Maybe it’s the cool mountain air. Maybe it’s the way the critters sound at night. Maybe it’s the way the sun shines in through a window, or the way your coffee tastes first thing in the morning. Maybe it’s the people you’re with, the way they are so exquisite and complex.
I’ve found that my biggest hindrance to delight is expectation. What I feel God expects of me, what I expect of others, and more harshly, what I expect of myself.
Do I delight in who I am or do I strain to be what I think I’m not?
I ponder today–the unmerited grace of God cultivates breathing room for delight.
Because here I am not worried if I am too fat, too loud, too unapproachable. Here I am not worried if I am doing all the right things, if I’m pleasing God. Here I rest in who he has designed me to be and that rest begets delight.
Here I am not worried about what they look like or sound like or talk like, here I am not worried that their stories are much different from mine. Here I worry not that they don’t see the world the way I do; here I am in awe of the way they see it. Here I am not preoccupied with wondering if they’re good enough or if they love God enough. Here I get to see the unfolding story of their essence and I smile at it. Beaming from the inside out because they are wonderful and incredible and there is no expectation. They are released from my petty expectations of what a human should be and they are freed from the limiting beliefs of what a Christian should do. They are free, I am free, and I am delighted.

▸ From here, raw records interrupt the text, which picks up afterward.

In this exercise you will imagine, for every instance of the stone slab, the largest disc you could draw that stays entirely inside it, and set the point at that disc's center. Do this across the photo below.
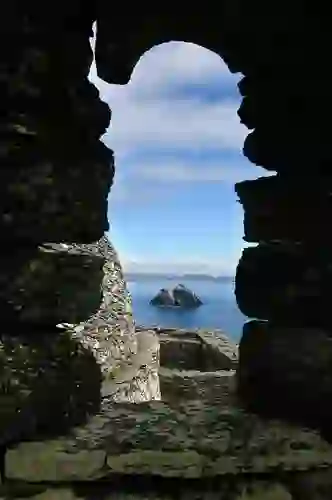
(213, 440)
(181, 385)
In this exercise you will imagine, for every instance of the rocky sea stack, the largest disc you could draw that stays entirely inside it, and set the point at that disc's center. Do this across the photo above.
(180, 296)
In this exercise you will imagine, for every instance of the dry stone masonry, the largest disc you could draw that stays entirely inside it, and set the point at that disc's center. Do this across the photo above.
(63, 420)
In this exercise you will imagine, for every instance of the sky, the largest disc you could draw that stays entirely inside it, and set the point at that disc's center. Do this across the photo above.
(178, 152)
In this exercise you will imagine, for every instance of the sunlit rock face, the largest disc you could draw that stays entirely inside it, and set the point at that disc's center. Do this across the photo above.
(128, 360)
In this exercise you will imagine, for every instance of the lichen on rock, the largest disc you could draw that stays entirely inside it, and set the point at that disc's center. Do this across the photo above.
(49, 382)
(128, 360)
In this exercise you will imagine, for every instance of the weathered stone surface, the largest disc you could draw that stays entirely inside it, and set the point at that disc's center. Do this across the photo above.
(181, 385)
(219, 352)
(286, 208)
(49, 285)
(260, 490)
(129, 361)
(166, 489)
(289, 284)
(55, 173)
(286, 372)
(183, 354)
(49, 382)
(56, 199)
(190, 438)
(311, 485)
(199, 349)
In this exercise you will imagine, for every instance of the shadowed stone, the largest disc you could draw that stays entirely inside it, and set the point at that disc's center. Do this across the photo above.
(49, 285)
(288, 284)
(49, 382)
(191, 438)
(286, 372)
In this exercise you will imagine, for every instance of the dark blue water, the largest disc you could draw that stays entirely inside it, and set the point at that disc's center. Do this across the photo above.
(219, 309)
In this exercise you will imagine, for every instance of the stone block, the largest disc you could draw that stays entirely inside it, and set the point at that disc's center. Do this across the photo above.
(49, 285)
(180, 385)
(285, 372)
(286, 208)
(181, 353)
(218, 352)
(51, 199)
(49, 382)
(193, 439)
(291, 284)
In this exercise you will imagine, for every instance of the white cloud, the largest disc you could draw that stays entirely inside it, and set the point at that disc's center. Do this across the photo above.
(139, 121)
(176, 171)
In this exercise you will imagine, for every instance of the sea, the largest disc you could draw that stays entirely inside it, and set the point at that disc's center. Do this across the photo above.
(219, 309)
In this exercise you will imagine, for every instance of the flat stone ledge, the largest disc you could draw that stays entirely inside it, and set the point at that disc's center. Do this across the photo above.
(214, 387)
(192, 439)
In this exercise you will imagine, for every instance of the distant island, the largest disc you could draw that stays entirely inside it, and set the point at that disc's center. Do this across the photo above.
(180, 296)
(183, 277)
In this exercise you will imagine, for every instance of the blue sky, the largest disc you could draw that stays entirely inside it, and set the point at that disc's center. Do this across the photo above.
(177, 141)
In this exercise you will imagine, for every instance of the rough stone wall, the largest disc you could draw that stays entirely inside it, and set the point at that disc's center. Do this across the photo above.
(54, 181)
(128, 360)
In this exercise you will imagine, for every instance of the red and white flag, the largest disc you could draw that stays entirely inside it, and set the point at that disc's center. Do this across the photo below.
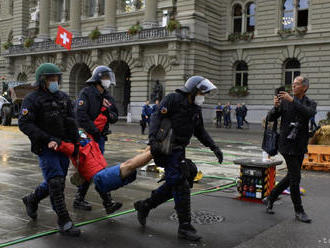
(64, 38)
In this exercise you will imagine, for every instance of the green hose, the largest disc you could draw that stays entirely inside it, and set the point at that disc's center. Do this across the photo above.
(38, 235)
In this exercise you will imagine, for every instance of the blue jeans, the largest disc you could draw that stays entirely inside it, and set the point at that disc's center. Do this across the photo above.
(52, 164)
(227, 120)
(82, 189)
(239, 121)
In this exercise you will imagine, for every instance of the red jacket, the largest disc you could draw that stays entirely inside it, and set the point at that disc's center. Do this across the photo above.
(91, 160)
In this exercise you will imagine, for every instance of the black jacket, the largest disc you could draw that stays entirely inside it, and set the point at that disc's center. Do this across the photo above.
(43, 118)
(186, 120)
(88, 108)
(297, 111)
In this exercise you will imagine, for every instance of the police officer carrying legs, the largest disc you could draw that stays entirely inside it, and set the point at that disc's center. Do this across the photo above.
(88, 108)
(43, 119)
(183, 109)
(295, 112)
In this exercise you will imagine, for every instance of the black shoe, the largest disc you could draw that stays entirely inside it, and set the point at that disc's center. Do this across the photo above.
(303, 217)
(142, 212)
(68, 229)
(188, 232)
(269, 205)
(82, 205)
(31, 205)
(112, 207)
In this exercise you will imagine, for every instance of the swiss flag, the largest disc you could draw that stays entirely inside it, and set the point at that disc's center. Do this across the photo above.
(64, 38)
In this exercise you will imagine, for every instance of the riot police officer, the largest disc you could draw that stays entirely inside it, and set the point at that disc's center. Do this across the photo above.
(90, 101)
(43, 119)
(183, 109)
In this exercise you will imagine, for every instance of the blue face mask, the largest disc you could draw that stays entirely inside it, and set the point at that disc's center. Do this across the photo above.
(53, 87)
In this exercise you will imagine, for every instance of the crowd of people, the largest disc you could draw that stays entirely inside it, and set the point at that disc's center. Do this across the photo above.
(59, 131)
(224, 112)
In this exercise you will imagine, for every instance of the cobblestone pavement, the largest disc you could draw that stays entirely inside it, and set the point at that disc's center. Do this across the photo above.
(20, 174)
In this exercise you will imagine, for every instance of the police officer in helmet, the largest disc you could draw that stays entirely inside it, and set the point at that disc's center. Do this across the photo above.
(183, 109)
(43, 119)
(91, 99)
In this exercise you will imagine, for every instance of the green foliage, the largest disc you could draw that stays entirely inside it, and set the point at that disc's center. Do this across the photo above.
(239, 91)
(134, 29)
(95, 34)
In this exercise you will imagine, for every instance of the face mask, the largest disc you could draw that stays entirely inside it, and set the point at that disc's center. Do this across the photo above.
(106, 83)
(199, 100)
(53, 87)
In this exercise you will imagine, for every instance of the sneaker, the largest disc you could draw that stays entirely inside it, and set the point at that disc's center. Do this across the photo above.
(269, 205)
(142, 212)
(112, 207)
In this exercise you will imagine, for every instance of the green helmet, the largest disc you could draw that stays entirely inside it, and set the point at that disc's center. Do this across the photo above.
(44, 70)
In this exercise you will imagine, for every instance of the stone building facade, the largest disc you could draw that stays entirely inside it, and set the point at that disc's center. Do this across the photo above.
(247, 48)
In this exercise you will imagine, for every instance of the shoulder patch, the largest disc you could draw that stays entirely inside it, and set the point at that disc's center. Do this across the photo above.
(25, 111)
(163, 110)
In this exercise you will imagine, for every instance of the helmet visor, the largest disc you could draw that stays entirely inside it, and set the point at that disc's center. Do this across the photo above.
(109, 75)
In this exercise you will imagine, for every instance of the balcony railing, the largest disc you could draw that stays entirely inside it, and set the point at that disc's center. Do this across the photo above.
(78, 43)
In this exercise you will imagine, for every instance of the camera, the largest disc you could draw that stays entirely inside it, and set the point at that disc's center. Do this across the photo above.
(294, 127)
(278, 90)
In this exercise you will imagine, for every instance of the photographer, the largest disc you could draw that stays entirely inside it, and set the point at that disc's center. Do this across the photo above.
(295, 113)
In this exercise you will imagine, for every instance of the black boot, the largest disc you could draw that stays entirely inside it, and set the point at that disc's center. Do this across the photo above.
(79, 201)
(31, 204)
(303, 217)
(158, 196)
(181, 194)
(110, 205)
(68, 229)
(269, 205)
(143, 210)
(56, 192)
(32, 200)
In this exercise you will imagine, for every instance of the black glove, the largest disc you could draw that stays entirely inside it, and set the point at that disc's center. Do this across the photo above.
(155, 148)
(97, 136)
(218, 153)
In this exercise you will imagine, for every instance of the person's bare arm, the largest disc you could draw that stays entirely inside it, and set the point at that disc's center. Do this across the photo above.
(138, 161)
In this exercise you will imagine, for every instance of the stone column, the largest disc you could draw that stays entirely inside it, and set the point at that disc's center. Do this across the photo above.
(75, 17)
(44, 19)
(150, 14)
(96, 8)
(110, 11)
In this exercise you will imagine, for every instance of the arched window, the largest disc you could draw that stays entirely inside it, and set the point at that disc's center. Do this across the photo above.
(60, 10)
(91, 8)
(131, 5)
(302, 13)
(291, 70)
(237, 18)
(250, 17)
(295, 14)
(101, 7)
(241, 74)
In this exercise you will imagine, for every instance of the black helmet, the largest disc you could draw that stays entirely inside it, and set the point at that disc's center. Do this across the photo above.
(197, 83)
(100, 72)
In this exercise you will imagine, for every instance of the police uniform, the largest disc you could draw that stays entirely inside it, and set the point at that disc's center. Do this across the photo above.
(88, 108)
(186, 120)
(43, 119)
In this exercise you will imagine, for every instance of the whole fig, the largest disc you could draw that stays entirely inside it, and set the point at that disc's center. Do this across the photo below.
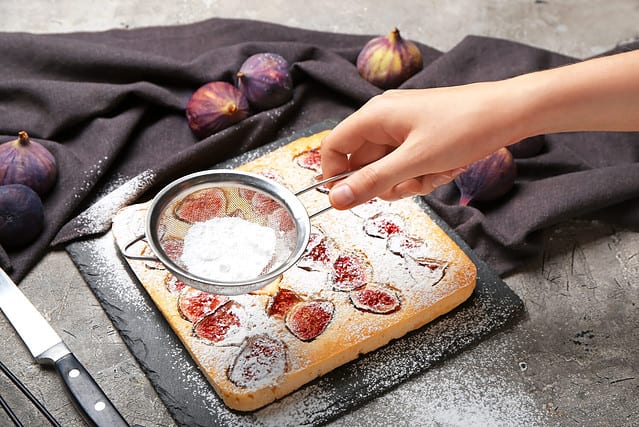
(21, 216)
(215, 106)
(23, 161)
(488, 178)
(387, 61)
(265, 80)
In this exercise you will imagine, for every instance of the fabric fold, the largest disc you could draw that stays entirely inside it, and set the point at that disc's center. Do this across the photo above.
(111, 107)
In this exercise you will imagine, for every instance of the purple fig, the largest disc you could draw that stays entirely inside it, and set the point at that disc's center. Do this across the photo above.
(265, 80)
(21, 215)
(527, 147)
(487, 179)
(215, 106)
(387, 61)
(23, 161)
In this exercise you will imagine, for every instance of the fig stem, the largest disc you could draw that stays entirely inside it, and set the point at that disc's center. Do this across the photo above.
(23, 138)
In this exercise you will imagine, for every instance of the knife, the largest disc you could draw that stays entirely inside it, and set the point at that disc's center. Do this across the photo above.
(47, 348)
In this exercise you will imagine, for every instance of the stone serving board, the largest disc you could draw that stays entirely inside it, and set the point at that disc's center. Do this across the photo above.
(192, 401)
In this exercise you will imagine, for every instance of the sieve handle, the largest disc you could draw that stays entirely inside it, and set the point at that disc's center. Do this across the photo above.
(133, 256)
(319, 184)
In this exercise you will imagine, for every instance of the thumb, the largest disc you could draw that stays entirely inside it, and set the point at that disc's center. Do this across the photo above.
(364, 184)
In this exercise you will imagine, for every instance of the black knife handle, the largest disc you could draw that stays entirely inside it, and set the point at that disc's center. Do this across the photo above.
(87, 395)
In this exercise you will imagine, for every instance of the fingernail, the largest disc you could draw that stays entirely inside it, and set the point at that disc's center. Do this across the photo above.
(342, 195)
(441, 180)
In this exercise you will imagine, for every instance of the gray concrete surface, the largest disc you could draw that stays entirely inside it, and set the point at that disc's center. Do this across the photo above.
(572, 360)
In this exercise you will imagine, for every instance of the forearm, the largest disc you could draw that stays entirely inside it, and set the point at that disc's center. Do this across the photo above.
(596, 95)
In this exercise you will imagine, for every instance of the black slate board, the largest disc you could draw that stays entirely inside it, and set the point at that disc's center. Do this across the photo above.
(191, 400)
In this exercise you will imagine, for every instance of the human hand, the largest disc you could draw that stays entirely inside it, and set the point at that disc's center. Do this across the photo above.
(408, 142)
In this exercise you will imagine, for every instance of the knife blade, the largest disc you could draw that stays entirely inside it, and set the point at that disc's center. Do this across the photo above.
(47, 348)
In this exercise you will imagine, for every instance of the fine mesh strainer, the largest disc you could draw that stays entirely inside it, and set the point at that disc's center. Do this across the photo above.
(218, 195)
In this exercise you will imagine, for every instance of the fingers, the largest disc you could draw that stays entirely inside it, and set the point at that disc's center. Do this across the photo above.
(357, 189)
(373, 179)
(421, 185)
(361, 129)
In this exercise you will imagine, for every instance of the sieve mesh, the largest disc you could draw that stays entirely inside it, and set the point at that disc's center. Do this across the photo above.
(219, 200)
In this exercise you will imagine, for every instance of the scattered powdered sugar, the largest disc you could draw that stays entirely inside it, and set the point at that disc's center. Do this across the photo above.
(97, 218)
(228, 249)
(107, 279)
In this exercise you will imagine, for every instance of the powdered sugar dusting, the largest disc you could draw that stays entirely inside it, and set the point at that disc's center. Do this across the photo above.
(468, 393)
(97, 218)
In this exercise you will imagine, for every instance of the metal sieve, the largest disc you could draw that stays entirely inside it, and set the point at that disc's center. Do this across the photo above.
(217, 194)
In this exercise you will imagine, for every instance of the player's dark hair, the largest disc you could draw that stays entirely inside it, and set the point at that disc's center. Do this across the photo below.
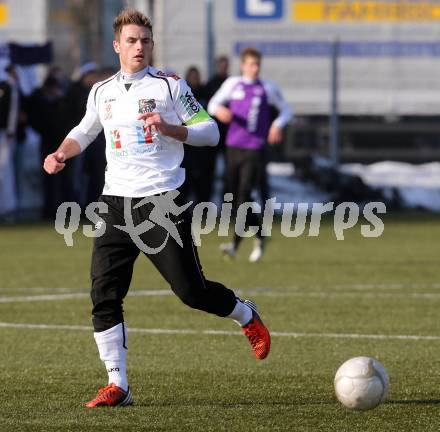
(130, 16)
(250, 52)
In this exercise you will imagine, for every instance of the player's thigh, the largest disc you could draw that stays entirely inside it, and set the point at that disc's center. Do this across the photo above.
(114, 253)
(249, 175)
(179, 264)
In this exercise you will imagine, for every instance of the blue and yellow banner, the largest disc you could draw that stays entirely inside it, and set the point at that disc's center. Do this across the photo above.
(366, 11)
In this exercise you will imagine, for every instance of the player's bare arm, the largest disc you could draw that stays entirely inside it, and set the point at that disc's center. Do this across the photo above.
(55, 162)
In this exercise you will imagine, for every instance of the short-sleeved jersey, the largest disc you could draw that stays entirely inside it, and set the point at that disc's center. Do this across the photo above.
(250, 103)
(140, 162)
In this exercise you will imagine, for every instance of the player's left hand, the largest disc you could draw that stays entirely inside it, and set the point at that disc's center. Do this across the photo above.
(155, 121)
(275, 135)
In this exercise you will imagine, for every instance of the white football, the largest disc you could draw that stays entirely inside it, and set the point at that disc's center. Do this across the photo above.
(361, 383)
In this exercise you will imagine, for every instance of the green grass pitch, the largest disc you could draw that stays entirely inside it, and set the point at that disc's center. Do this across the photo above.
(324, 299)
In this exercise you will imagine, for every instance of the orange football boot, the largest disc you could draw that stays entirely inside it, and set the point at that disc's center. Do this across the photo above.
(111, 395)
(257, 333)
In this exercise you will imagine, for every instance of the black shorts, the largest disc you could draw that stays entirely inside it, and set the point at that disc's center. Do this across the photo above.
(115, 252)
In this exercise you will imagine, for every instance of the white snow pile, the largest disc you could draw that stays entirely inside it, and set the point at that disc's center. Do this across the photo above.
(418, 185)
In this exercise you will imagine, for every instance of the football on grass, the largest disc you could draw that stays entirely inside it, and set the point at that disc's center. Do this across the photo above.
(361, 383)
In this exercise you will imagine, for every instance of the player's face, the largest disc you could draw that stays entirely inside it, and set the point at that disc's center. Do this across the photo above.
(135, 47)
(250, 67)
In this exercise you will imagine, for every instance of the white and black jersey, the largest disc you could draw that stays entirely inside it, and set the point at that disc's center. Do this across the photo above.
(140, 161)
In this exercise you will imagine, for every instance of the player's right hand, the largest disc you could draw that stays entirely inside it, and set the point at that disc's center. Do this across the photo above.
(54, 162)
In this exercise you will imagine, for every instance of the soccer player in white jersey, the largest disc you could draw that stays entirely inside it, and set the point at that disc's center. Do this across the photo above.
(146, 116)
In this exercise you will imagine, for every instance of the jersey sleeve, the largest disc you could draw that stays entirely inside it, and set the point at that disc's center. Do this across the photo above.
(202, 129)
(276, 99)
(223, 94)
(186, 106)
(90, 126)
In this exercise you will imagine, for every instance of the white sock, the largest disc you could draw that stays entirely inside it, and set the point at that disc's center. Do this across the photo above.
(241, 314)
(112, 347)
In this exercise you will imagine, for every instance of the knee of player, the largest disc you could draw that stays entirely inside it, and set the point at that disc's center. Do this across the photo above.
(189, 294)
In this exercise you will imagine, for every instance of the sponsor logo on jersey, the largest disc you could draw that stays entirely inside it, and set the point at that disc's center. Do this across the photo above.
(115, 139)
(189, 103)
(144, 135)
(146, 105)
(168, 75)
(108, 113)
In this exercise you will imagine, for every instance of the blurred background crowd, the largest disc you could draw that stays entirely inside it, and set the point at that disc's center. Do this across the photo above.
(34, 125)
(360, 77)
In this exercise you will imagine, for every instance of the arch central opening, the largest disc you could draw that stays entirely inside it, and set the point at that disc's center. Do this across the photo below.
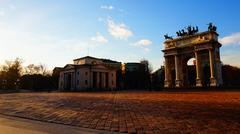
(191, 72)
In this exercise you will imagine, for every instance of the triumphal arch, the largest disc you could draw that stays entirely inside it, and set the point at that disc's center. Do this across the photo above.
(204, 47)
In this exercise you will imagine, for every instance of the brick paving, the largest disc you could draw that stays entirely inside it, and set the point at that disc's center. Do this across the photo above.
(131, 112)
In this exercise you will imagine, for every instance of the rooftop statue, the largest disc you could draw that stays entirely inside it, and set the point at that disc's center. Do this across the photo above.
(211, 27)
(167, 37)
(190, 31)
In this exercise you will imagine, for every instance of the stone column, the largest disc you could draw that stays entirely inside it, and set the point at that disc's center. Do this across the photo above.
(97, 79)
(167, 82)
(212, 71)
(198, 72)
(178, 82)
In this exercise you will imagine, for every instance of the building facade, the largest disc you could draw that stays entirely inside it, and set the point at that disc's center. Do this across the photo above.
(87, 73)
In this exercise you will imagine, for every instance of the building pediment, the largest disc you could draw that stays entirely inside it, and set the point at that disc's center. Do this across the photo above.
(68, 66)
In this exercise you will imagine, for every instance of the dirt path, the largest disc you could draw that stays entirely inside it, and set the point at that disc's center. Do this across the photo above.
(132, 112)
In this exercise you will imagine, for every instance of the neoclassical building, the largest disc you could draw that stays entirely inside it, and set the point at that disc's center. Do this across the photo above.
(204, 47)
(88, 73)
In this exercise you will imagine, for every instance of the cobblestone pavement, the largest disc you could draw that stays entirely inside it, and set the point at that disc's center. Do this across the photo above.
(131, 112)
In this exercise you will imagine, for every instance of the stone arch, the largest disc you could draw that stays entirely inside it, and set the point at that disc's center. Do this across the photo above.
(204, 47)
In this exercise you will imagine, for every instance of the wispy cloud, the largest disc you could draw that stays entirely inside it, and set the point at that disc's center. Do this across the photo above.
(99, 39)
(146, 50)
(143, 42)
(107, 7)
(233, 39)
(119, 30)
(2, 13)
(12, 7)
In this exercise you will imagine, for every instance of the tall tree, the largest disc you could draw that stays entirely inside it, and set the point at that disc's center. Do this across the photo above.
(11, 72)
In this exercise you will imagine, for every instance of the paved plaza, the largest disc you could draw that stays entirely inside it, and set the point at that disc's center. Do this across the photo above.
(131, 112)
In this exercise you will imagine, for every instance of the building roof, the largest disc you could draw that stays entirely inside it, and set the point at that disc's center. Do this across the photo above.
(86, 57)
(102, 59)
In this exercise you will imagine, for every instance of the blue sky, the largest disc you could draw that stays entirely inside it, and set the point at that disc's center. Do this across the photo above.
(53, 32)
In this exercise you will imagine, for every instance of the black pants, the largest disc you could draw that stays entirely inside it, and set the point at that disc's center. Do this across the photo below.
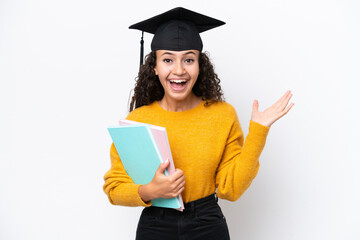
(201, 219)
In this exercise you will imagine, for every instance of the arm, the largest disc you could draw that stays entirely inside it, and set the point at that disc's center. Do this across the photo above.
(240, 162)
(121, 190)
(119, 187)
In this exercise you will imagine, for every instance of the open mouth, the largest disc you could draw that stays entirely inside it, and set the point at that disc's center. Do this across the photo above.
(178, 85)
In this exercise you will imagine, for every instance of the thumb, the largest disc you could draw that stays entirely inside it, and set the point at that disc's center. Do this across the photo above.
(255, 106)
(163, 166)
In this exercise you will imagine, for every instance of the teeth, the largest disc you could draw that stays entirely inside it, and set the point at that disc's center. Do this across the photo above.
(178, 81)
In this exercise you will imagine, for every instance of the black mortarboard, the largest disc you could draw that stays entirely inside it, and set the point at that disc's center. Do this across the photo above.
(176, 30)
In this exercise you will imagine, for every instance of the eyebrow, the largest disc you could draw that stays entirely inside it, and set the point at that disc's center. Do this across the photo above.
(170, 53)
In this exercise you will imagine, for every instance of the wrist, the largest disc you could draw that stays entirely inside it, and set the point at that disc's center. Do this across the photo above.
(146, 193)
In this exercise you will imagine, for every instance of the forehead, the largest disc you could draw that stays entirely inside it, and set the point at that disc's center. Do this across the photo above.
(160, 53)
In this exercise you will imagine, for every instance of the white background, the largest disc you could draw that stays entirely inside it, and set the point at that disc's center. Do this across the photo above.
(67, 68)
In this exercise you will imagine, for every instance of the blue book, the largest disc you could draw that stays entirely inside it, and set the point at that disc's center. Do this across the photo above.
(140, 156)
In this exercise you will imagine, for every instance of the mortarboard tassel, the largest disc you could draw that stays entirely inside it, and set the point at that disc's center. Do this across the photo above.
(142, 49)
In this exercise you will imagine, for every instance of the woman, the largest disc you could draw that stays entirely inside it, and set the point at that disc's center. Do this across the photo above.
(178, 89)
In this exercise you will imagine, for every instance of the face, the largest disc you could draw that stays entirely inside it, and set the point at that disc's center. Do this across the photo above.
(178, 72)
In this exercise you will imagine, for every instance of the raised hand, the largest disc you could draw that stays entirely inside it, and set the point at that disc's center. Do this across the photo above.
(162, 186)
(273, 113)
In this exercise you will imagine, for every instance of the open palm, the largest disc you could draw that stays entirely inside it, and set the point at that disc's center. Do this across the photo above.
(273, 113)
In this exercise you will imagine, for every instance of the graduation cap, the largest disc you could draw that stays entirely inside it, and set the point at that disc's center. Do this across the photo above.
(176, 30)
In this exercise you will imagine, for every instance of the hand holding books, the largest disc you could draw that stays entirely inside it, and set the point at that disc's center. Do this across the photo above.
(143, 149)
(163, 186)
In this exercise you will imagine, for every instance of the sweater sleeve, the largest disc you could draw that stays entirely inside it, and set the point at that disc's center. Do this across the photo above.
(119, 187)
(240, 162)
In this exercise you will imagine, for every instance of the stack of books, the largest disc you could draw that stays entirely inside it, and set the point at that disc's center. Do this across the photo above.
(142, 148)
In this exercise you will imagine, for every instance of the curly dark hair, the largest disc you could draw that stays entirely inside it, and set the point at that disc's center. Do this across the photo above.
(149, 89)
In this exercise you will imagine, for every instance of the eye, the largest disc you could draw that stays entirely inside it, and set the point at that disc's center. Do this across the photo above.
(189, 60)
(167, 60)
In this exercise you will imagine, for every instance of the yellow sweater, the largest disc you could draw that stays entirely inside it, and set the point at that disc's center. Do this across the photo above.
(207, 143)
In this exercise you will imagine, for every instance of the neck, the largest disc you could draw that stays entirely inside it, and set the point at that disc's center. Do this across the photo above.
(179, 106)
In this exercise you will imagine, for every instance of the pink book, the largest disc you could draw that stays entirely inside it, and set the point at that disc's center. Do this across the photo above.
(162, 142)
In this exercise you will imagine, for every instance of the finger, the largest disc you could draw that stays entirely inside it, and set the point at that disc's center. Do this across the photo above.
(288, 108)
(255, 106)
(180, 181)
(281, 100)
(177, 174)
(181, 186)
(180, 191)
(163, 166)
(285, 102)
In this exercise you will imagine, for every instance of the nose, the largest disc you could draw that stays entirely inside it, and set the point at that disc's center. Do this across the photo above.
(178, 68)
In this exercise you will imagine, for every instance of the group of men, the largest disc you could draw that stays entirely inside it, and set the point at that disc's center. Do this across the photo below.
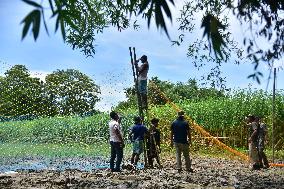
(140, 135)
(257, 139)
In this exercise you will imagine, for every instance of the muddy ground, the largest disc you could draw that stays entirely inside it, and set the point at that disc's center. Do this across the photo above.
(91, 173)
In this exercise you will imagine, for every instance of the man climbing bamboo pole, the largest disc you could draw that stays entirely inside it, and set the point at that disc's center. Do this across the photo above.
(142, 79)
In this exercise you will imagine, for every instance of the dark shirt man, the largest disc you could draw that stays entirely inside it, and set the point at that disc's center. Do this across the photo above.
(137, 136)
(181, 138)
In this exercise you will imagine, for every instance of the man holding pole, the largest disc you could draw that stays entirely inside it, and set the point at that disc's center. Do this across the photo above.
(142, 79)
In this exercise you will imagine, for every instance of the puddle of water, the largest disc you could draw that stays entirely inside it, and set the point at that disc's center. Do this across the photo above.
(59, 164)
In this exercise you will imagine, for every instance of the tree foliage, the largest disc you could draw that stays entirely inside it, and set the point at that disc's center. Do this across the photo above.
(72, 92)
(63, 93)
(20, 94)
(81, 20)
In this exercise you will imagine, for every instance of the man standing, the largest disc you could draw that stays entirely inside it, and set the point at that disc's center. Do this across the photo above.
(181, 138)
(137, 134)
(116, 142)
(253, 141)
(142, 79)
(154, 143)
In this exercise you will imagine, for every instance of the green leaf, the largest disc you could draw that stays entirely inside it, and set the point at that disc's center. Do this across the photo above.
(36, 24)
(33, 3)
(63, 29)
(32, 18)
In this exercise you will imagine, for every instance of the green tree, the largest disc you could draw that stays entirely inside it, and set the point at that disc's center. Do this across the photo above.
(81, 20)
(20, 94)
(72, 91)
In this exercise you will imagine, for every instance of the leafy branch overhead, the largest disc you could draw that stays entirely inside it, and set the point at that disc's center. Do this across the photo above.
(81, 20)
(212, 27)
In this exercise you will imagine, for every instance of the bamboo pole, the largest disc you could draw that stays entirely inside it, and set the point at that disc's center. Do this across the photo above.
(273, 115)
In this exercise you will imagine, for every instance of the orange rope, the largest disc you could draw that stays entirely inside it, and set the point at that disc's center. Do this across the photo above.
(204, 132)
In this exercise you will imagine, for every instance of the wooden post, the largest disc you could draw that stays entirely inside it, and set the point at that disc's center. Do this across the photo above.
(273, 115)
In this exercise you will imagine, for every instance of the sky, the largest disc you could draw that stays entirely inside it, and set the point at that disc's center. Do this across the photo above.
(110, 68)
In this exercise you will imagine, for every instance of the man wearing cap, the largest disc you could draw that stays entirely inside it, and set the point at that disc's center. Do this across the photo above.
(253, 126)
(181, 138)
(137, 134)
(142, 79)
(116, 142)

It is for freedom that Christ has set us free. And in freedom we delight.
I get to enjoy my Jesus in all things because I know that in all things, my Jesus enjoys me.
Maybe this is a prayer of delight, or maybe it is a prayer of release. Perhaps it is both.
Lord, here is my prayer of delight.
Today and every day, I walk freely in the grace you have given me. I am free to be who you have created me to be, and I am free to celebrate who you have created them to be.
I am not worried about being liked, I am not worried. I am too full of reverent awe of you and your creation that there is simply no room to harbor anything else. Inside me blooms a great delight for who you are and what you’ve created, and it pushes all jealously and insecurity to the edges of me. The more I soak in your goodness, the more I am saturated, and this petty inadequacy has no choice but to flee.
And Lord for them. For the unwinding pages of them. For the endless hues of them. I pray delight. I pray release. I pray freedom and grace and ease. May they too see what I see, see what you see. May they recognize that they are fully known and fully loved in every single moment of their lives whether they’re “getting it” or not. I pray they come to believe in the story you’re crafting in them and around them, and may the rest in the beauty of who they are.
My sweet Jesus. You are my greatest delight.